Shuffling

This is a bit of a tongue-in-cheek suggestion, but I’ve actually used it a few times.

As many posters have pointed out, choosing a good seed value can make all the difference. My method is called Pr0nSeed. I select an image from a library of photos I’ve taken. (I’ve yet to run out, but I could shuffle them based on (say) file-size and dimensions and a random component, and then cycle through the newly shuffled list).

Then I use the built-in RNG to select a pixel (in a variant of this, you could simply cycle through each pixel in sequence, but that depends on your image – continuous tone gradients can be predictable). Then I build a seed using the R, G, and B values of the pixel that results.

Obviously the type of images you use will affect the quality of your seed – for one thing, the less compression and the less post-processing, the better.

You could even generate the “random” number directly from the RGB values without using the RNG to generate X and Y values, just by iterating through the pixels.

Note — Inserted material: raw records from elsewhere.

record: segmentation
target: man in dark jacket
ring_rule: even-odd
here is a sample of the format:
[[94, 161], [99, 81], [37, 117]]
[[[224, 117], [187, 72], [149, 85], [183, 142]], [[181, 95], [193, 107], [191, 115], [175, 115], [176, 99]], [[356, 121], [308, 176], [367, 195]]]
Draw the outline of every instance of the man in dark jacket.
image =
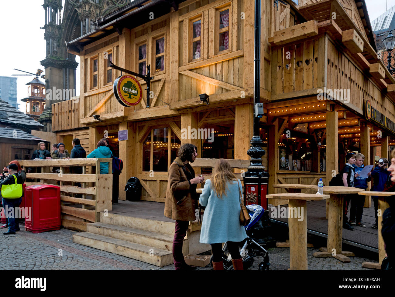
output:
[[183, 145], [179, 149], [178, 157], [169, 169], [164, 215], [175, 220], [173, 254], [176, 270], [192, 268], [187, 265], [184, 260], [182, 242], [190, 221], [196, 219], [196, 185], [204, 180], [203, 176], [195, 176], [195, 172], [189, 165], [189, 162], [195, 161], [198, 156], [196, 151], [196, 147], [191, 143]]
[[[373, 179], [373, 187], [371, 191], [375, 192], [382, 192], [386, 187], [386, 184], [388, 178], [388, 175], [390, 173], [386, 168], [388, 163], [388, 160], [386, 158], [381, 158], [378, 160], [378, 165], [376, 166], [372, 172], [372, 178]], [[378, 196], [373, 196], [373, 205], [374, 206], [374, 217], [376, 222], [372, 226], [374, 229], [378, 228], [378, 217], [377, 210], [378, 208]]]
[[[14, 176], [17, 178], [17, 183], [18, 184], [23, 184], [22, 176], [18, 173], [17, 165], [16, 164], [10, 164], [9, 165], [8, 172], [9, 174], [7, 177], [0, 180], [0, 186], [3, 185], [15, 184]], [[19, 198], [3, 198], [3, 205], [8, 210], [5, 214], [6, 216], [8, 217], [8, 231], [4, 232], [3, 234], [5, 235], [15, 234], [16, 231], [20, 230], [15, 208], [19, 207], [22, 202], [22, 197], [23, 196], [23, 193], [22, 192], [22, 195]]]
[[[78, 158], [85, 158], [87, 157], [87, 152], [81, 146], [80, 144], [79, 139], [78, 138], [74, 138], [73, 139], [71, 143], [73, 145], [73, 149], [71, 150], [71, 154], [70, 155], [70, 158], [71, 159], [77, 159]], [[82, 167], [72, 167], [71, 168], [71, 173], [82, 173]]]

Another thought to improve quality (i.e. unpredictability): If you have a library of images you can (in a pre-process) run through them and toss out those that don’t meet a certain threshold for the number of distinct colors (i.e. an overexposed picture of a white piece of paper would be fairly useless).

Also, you could pick R, G, and B values from separate pixels, not the same one.

This seeding algorithm relies on the idea that you own a collection of images that no-one else has access to. If you take your own pictures (particularly high-res ones) and secure them decently, you can rely (as far as I can see) on your sequence being fairly unpredictable.

I called it Pr0nSeed because when I originally came up with I needed a large library of images, so I used my, uh, downloaded adult-themed images :slight_smile: Now I use a collection of photos I’ve taken myself which are far more boring but contain less continuous-tone imagery – stuff like sand, gravel, trees, etc.

Ultimately this algorithm uses the system RNG (or a library RNG) simply as an indexer into a large array (the image) of unpredictable numbers. The current picture is changed every “x” calls to Random(), where “x” represents a tradeoff between possibly repeating values (due to a poor RNG or an image with too few distinct colors) and performance.

Not being a mathematician (or, indeed, even having a CS qualification of any kind) I’d be interested in comments on potential flaws in this approach (I’m sure there are many).

I hope this comment will bubble up.

Post has a lot of good details, but there is a problem with the second code in C#.

var cards = Enumerable.Range(0, 51);
var shuffledcards = cards.OrderBy(a => Guid.NewGuid());

There are two problems with it covered by Eric Lippert:

Do not use a random function as a comparator and feed that to a sorting algorithm. Sort algorithms are permitted to do anything they please if the comparator is bad, including crashing, and including producing non-random results. As Microsoft recently found out, it is extremely embarrassing to get a simple algorithm like this wrong.

Do not sort on a "random" GUID as your key. GUIDs are guaranteed to be unique. They are not guaranteed to be randomly ordered. It is perfectly legal for an implementation to spit out consecutive GUIDs.

Source: http://stackoverflow.com/questions/5519385/calling-a-list-of-methods-in-a-random-sequence/5519621#5519621

Kind Regards,
Lukas M

Funny story. I had to create an algorithm in C# that would shuffle 2 lists in a database that we had yet to get from the client. After much head-banging and learning about RNG, i discovered the total length of our 2 lists we needed to shuffle. 4 and 26. Hence 4 factorial and 26 factorial.